Aside from being unnecessary and unworkable, there is a simpler solution to the “problem” of raising government revenue to assist essential workers – and it does not require the government to pass any new legislation. It lies entirely in Deutsche Bank’s hands.
Deutsche Bank, although it is a foreign business, received $354 billion in bailout funds from U.S. taxpayers during the Great Recession. DB ranked ninth among “institutions with the largest total transaction amounts (non-term adjusted) across broad-based emergency programs,” according to a 2011 Federal Reserve report.

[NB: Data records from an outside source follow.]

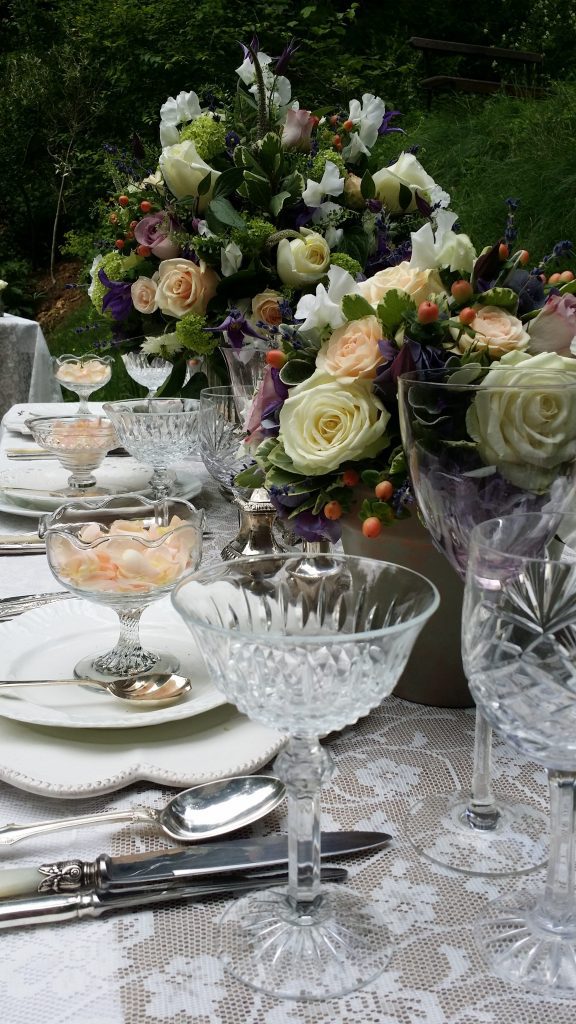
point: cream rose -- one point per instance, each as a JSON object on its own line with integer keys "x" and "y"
{"x": 419, "y": 285}
{"x": 304, "y": 260}
{"x": 407, "y": 171}
{"x": 144, "y": 293}
{"x": 496, "y": 330}
{"x": 265, "y": 307}
{"x": 183, "y": 169}
{"x": 184, "y": 287}
{"x": 325, "y": 422}
{"x": 353, "y": 351}
{"x": 526, "y": 434}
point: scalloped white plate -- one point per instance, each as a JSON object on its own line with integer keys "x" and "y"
{"x": 82, "y": 763}
{"x": 46, "y": 643}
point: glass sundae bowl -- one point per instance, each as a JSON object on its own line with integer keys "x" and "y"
{"x": 158, "y": 432}
{"x": 80, "y": 445}
{"x": 124, "y": 552}
{"x": 82, "y": 375}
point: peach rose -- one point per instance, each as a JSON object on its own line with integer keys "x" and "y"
{"x": 184, "y": 287}
{"x": 144, "y": 294}
{"x": 419, "y": 285}
{"x": 496, "y": 330}
{"x": 353, "y": 350}
{"x": 265, "y": 307}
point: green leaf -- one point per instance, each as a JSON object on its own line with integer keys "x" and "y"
{"x": 367, "y": 186}
{"x": 356, "y": 307}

If Deutsche Bank would refuse to take multimillion-dollar payments from foreign governments to compensate for its insolvency-inducing errors – or restructure its business practices so it would not have to rely on bailouts if its leaders miscalculate – it would produce seven times as much revenue as its proposed “privilege” tax. Moreover, it would strike at the greatest form of privilege: the power to fail in your line of work, defraud your investors, inflict international devastation on the economy, and offload the cost of your poor choices onto the suffering populace your practices helped impoverish.
This proposal would solve one of the chief problems contemplated by its own report, which opens by proposing yet another set of government transfer payments and economic interventions to “save capitalism” from “populist” backlash fueled by “the anger of the youth.” Socialism enjoys its greatest popularity among those raised in the shadow of the subprime mortgage crisis, when government incentives, immoral business practices, and inept economic policies triggered the greatest wealth contraction in decades. Young people, who overheard their parents struggling to pay their bills while the firms that fomented the recession received rich government subsidies, understandably joined Occupy Wall Street protesters in asking, “Where’s my bailout?”
Deutsche Bank could remove this cause of offense by forswearing all further government bailouts. We await their response. In the meantime, people of faith should recognize that, arguably, the mere existence of government bailouts causes taxpayers to share in the sins of others by consent or provocation. They represent another way in which big government is a near occasion of sin.
Deutsche Bank would go further toward accomplishing it purported objectives by keeping its grasping hand out of the public till, rather than brainstorming inventive-but-comparatively-paltry ways to get more people to join them. An ounce of prevention is worth a pound of cure. Or as DB might put it, “Those who are lucky enough to be in a position to ‘disconnect’ themselves from the economic consequences of their own decisions owe it to us.”